You are viewing a plain text version of this content. The canonical link for it is here.
Posted to yarn-issues@hadoop.apache.org by "Zian Chen (JIRA)" <ji...@apache.org> on 2018/06/27 05:53:00 UTC
[jira] [Comment Edited] (YARN-8379) Add an option to allow Capacity Scheduler preemption to balance satisfied queues

    [ https://issues.apache.org/jira/browse/YARN-8379?page=com.atlassian.jira.plugin.system.issuetabpanels:comment-tabpanel&focusedCommentId=16524608#comment-16524608 ] 

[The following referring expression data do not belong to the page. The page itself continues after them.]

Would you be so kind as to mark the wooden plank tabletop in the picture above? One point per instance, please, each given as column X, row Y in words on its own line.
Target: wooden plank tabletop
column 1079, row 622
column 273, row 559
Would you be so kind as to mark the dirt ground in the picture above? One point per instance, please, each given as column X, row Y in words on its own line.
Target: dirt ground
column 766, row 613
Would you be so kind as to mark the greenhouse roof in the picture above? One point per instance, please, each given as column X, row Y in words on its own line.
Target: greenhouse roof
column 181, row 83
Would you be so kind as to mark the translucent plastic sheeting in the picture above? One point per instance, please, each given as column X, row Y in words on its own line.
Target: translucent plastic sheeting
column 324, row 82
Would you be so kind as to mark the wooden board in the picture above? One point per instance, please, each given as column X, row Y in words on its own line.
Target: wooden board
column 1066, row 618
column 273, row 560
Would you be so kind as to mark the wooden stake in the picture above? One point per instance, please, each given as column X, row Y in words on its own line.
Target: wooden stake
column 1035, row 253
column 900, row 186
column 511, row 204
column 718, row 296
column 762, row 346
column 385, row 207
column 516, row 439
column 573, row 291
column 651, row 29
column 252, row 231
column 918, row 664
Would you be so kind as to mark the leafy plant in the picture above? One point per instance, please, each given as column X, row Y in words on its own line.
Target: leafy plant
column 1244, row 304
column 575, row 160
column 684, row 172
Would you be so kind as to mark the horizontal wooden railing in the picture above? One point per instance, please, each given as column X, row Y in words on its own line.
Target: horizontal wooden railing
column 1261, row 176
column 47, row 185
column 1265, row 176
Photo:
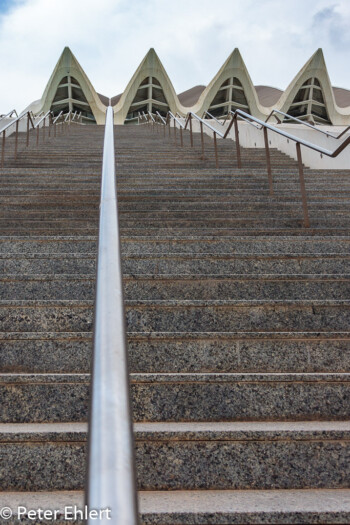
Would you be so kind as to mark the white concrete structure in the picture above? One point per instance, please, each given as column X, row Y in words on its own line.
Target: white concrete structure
column 309, row 96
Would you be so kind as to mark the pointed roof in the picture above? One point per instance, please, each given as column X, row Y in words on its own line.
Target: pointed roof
column 233, row 66
column 314, row 67
column 67, row 64
column 150, row 66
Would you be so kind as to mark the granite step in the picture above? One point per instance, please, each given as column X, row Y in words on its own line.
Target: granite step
column 185, row 264
column 186, row 315
column 183, row 287
column 187, row 244
column 213, row 397
column 186, row 456
column 202, row 507
column 176, row 352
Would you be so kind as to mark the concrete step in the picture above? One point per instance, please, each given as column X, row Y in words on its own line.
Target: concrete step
column 186, row 456
column 186, row 315
column 205, row 507
column 178, row 397
column 183, row 287
column 185, row 264
column 176, row 352
column 187, row 244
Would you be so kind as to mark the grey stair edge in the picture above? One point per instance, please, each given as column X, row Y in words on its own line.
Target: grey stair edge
column 185, row 431
column 145, row 336
column 178, row 255
column 179, row 302
column 189, row 377
column 181, row 276
column 207, row 506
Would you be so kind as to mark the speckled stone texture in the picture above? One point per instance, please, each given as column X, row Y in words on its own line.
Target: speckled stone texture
column 183, row 397
column 204, row 457
column 237, row 320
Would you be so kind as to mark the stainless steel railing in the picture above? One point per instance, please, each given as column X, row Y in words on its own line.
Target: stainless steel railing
column 111, row 472
column 265, row 127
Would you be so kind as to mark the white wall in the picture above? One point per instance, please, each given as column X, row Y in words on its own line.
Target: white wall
column 251, row 137
column 22, row 125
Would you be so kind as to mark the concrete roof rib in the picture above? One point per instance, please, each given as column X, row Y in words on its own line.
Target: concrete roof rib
column 260, row 99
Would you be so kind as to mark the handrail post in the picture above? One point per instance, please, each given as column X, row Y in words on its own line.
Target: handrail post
column 191, row 132
column 27, row 141
column 16, row 140
column 302, row 186
column 3, row 148
column 268, row 160
column 216, row 150
column 202, row 138
column 238, row 149
column 111, row 475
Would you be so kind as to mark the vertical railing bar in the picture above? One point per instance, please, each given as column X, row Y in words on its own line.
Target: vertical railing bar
column 268, row 161
column 302, row 186
column 216, row 150
column 111, row 472
column 3, row 148
column 238, row 149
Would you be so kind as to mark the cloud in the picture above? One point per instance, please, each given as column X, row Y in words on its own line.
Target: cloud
column 192, row 38
column 333, row 25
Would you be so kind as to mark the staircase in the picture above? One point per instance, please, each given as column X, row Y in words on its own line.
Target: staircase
column 237, row 320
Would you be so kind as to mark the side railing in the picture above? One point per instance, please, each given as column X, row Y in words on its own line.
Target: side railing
column 289, row 118
column 46, row 121
column 111, row 471
column 9, row 114
column 265, row 127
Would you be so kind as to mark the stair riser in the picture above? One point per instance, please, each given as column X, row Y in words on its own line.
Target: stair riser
column 197, row 401
column 185, row 318
column 143, row 289
column 166, row 246
column 167, row 265
column 40, row 356
column 186, row 465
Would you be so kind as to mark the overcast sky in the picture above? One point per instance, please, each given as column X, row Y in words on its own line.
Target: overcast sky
column 192, row 38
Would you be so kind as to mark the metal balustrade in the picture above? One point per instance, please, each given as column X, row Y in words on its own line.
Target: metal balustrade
column 239, row 115
column 111, row 471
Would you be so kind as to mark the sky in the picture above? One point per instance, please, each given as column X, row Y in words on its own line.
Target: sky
column 193, row 38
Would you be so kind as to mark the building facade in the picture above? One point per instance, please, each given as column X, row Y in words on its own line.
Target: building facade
column 310, row 95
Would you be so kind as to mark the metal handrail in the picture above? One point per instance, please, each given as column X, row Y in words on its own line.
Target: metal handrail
column 150, row 115
column 111, row 472
column 9, row 114
column 30, row 123
column 294, row 138
column 181, row 124
column 160, row 117
column 261, row 125
column 191, row 115
column 58, row 116
column 48, row 113
column 214, row 118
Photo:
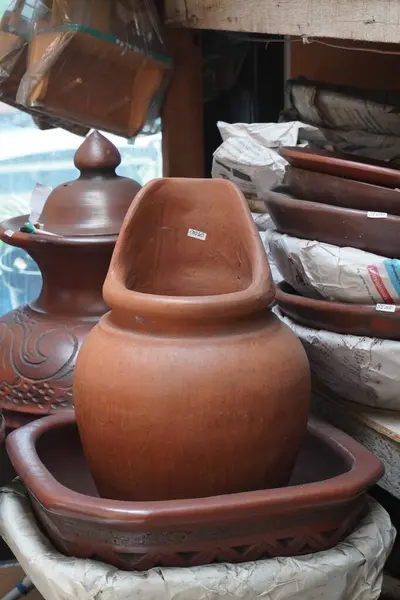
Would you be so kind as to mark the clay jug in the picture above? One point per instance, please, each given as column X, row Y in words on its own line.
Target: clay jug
column 190, row 386
column 39, row 342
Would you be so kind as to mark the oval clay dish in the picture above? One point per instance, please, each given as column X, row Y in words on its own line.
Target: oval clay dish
column 334, row 225
column 337, row 191
column 351, row 319
column 320, row 506
column 346, row 166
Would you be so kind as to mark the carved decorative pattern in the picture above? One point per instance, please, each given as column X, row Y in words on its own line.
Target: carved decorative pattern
column 37, row 360
column 211, row 552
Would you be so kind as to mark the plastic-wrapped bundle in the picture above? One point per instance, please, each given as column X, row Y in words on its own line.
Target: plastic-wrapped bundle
column 15, row 31
column 99, row 64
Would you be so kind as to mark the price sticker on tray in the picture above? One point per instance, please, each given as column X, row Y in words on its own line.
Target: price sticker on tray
column 198, row 235
column 386, row 307
column 371, row 214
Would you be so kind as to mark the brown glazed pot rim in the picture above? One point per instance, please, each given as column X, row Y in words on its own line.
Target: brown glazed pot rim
column 289, row 201
column 347, row 166
column 339, row 317
column 285, row 292
column 32, row 240
column 256, row 297
column 364, row 470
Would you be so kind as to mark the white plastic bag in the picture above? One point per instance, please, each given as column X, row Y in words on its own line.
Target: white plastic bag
column 319, row 270
column 361, row 369
column 249, row 156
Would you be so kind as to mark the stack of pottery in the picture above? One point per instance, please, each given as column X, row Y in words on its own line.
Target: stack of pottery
column 73, row 245
column 191, row 400
column 336, row 244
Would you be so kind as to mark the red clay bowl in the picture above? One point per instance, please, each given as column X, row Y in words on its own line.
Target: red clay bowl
column 353, row 319
column 321, row 505
column 361, row 169
column 337, row 191
column 334, row 225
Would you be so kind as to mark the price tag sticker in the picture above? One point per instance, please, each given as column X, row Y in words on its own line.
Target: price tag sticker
column 376, row 215
column 386, row 307
column 198, row 235
column 38, row 200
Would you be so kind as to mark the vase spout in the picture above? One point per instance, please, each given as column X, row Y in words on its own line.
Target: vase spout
column 189, row 242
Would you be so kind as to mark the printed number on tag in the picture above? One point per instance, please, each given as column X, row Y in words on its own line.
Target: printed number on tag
column 376, row 215
column 199, row 235
column 386, row 307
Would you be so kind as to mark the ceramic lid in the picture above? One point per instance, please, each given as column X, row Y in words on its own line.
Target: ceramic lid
column 96, row 202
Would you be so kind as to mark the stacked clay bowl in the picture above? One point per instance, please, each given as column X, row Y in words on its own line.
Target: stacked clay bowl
column 336, row 243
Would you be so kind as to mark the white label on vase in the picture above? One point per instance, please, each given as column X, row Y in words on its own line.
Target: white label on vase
column 38, row 200
column 386, row 307
column 376, row 215
column 199, row 235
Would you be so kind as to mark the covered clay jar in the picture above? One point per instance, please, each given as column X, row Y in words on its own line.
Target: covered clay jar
column 39, row 342
column 190, row 386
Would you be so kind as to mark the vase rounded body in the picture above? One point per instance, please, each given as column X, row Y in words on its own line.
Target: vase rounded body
column 190, row 386
column 72, row 243
column 39, row 342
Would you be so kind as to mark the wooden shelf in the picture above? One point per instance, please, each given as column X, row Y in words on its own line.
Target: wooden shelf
column 367, row 20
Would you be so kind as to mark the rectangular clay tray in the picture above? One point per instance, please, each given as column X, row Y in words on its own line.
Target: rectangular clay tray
column 318, row 509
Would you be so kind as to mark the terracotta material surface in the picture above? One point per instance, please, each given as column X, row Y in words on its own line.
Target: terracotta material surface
column 96, row 203
column 320, row 506
column 328, row 189
column 334, row 224
column 347, row 166
column 353, row 319
column 188, row 351
column 39, row 342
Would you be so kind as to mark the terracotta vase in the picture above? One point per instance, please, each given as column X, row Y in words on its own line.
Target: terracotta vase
column 352, row 319
column 39, row 342
column 342, row 165
column 189, row 382
column 320, row 507
column 376, row 232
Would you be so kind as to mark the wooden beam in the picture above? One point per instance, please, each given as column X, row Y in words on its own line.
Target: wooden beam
column 183, row 110
column 369, row 20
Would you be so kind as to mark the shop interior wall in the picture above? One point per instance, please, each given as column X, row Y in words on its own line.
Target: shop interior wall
column 360, row 68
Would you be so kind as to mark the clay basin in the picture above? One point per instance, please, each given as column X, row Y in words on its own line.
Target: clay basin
column 333, row 224
column 342, row 165
column 337, row 191
column 319, row 508
column 352, row 319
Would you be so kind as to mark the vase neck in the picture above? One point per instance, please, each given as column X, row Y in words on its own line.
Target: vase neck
column 72, row 280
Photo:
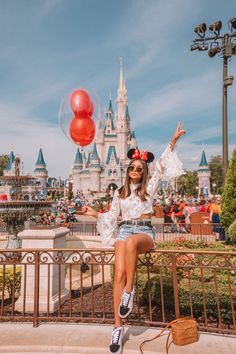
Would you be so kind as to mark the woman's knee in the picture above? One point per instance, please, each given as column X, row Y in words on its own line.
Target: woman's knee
column 131, row 244
column 120, row 275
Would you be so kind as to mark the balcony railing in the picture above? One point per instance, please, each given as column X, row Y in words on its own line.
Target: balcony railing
column 170, row 284
column 164, row 232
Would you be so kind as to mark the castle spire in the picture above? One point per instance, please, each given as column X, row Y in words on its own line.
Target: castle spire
column 122, row 92
column 203, row 160
column 40, row 160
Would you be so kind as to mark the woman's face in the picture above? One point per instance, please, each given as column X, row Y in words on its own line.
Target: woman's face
column 135, row 171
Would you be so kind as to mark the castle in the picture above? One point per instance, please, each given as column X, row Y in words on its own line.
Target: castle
column 105, row 166
column 17, row 186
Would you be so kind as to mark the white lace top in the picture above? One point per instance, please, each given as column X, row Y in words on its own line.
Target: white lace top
column 132, row 207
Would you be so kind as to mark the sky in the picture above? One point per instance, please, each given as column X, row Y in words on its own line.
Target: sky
column 51, row 47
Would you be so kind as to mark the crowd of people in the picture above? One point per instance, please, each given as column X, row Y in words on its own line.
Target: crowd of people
column 177, row 209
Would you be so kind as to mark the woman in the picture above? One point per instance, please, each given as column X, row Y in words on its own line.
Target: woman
column 134, row 201
column 214, row 218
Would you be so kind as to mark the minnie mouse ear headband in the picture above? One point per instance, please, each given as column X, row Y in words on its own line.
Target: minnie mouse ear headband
column 135, row 154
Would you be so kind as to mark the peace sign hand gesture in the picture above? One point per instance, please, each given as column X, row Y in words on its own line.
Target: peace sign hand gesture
column 177, row 134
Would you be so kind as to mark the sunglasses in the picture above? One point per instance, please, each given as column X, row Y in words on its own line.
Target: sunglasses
column 133, row 169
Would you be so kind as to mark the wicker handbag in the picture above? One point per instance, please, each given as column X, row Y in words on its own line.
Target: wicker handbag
column 184, row 331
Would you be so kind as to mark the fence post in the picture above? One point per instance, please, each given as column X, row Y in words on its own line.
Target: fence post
column 175, row 286
column 36, row 289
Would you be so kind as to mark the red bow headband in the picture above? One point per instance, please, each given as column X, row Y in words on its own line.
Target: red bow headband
column 135, row 154
column 140, row 155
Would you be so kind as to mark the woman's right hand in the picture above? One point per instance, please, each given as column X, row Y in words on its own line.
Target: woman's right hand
column 87, row 210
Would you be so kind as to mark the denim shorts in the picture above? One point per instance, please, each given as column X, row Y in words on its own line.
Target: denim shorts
column 125, row 231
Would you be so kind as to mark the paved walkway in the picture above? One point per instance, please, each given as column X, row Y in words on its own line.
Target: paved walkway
column 69, row 338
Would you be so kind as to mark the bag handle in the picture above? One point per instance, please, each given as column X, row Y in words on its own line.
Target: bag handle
column 162, row 331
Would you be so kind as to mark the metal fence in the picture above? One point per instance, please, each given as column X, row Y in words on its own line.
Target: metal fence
column 3, row 229
column 164, row 232
column 76, row 286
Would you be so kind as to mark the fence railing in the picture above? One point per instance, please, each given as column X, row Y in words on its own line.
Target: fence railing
column 3, row 229
column 164, row 232
column 76, row 286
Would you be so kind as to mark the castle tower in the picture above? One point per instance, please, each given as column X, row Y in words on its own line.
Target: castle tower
column 121, row 120
column 99, row 139
column 204, row 175
column 95, row 170
column 41, row 173
column 9, row 170
column 106, row 165
column 76, row 170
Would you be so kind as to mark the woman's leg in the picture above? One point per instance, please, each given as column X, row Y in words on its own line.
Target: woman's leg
column 135, row 245
column 119, row 278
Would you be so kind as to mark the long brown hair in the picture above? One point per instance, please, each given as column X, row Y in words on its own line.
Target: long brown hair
column 125, row 190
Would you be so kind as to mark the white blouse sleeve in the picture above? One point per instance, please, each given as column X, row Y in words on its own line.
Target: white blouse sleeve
column 167, row 166
column 153, row 182
column 107, row 222
column 172, row 166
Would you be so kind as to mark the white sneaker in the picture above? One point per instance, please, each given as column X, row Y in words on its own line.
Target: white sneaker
column 126, row 305
column 116, row 344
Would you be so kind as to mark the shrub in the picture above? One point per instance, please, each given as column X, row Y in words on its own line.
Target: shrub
column 10, row 281
column 229, row 195
column 232, row 232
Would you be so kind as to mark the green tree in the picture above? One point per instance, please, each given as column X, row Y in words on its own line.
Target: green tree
column 216, row 168
column 3, row 163
column 229, row 194
column 187, row 183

Zian Chen edited comment on YARN-8379 at 6/27/18 5:52 AM:
----------------------------------------------------------

Hi [~leftnoteasy]. thanks for the comments.
 # This test case was intend to demonstrate selected candidates will be actually killed after custom timeout was reached. This part of code is the intention.
{code:java}
editPolicy.editSchedule();
Assert.assertEquals(4, editPolicy.getToPreemptContainers().size());

// check live containers immediately, nothing happen
Assert.assertEquals(39, schedulerApp1.getLiveContainers().size());

Thread.sleep(20*1000);
// Call editSchedule again: selected containers are killed
editPolicy.editSchedule();
waitNumberOfLiveContainersFromApp(schedulerApp1, 35);{code}

 # Totally understand your suggestion here, actually I was define a private member variable inside interface PreemptionCandidatesSelector so that we don't need to pass curCandidates for every selector instance. However I found TestCapacitySchedulerSurgicalPreemption#testPriorityPreemptionFromHighestPriorityQueueAndOldestContainer() get failed which helped me realize that curCandidates is a "per round reinitialize thing" rather than a "per selector" thing, we should give a clean curCandidates HashMap every time we call editSchedule, otherwise like this UT, we call editschedule multiple times but the selector remain the same instance, then curCandidates will contains old selected containers the second time we call the editSchedule, we could definitely make a method inside PreemptionCandidatesSelector, and call it explicitly to reset curCandidates per round, but this way it makes the code even harder to read. Any better suggestions here?
 # Your suggestion is not updating toPreempt on the fly but only update curCandidates, then after each round, update toPreempt right after selectCandidates is finished? If this is the correct understanding, I think from time complexity point of view, these two strategy should be same since we always need to go through each temp selected candidates and add it into toPreempt with duplicate check, but it helps with maintaining status of selected containers in one place(curCandidates) and avoid inconsistency. We can further discuss this part.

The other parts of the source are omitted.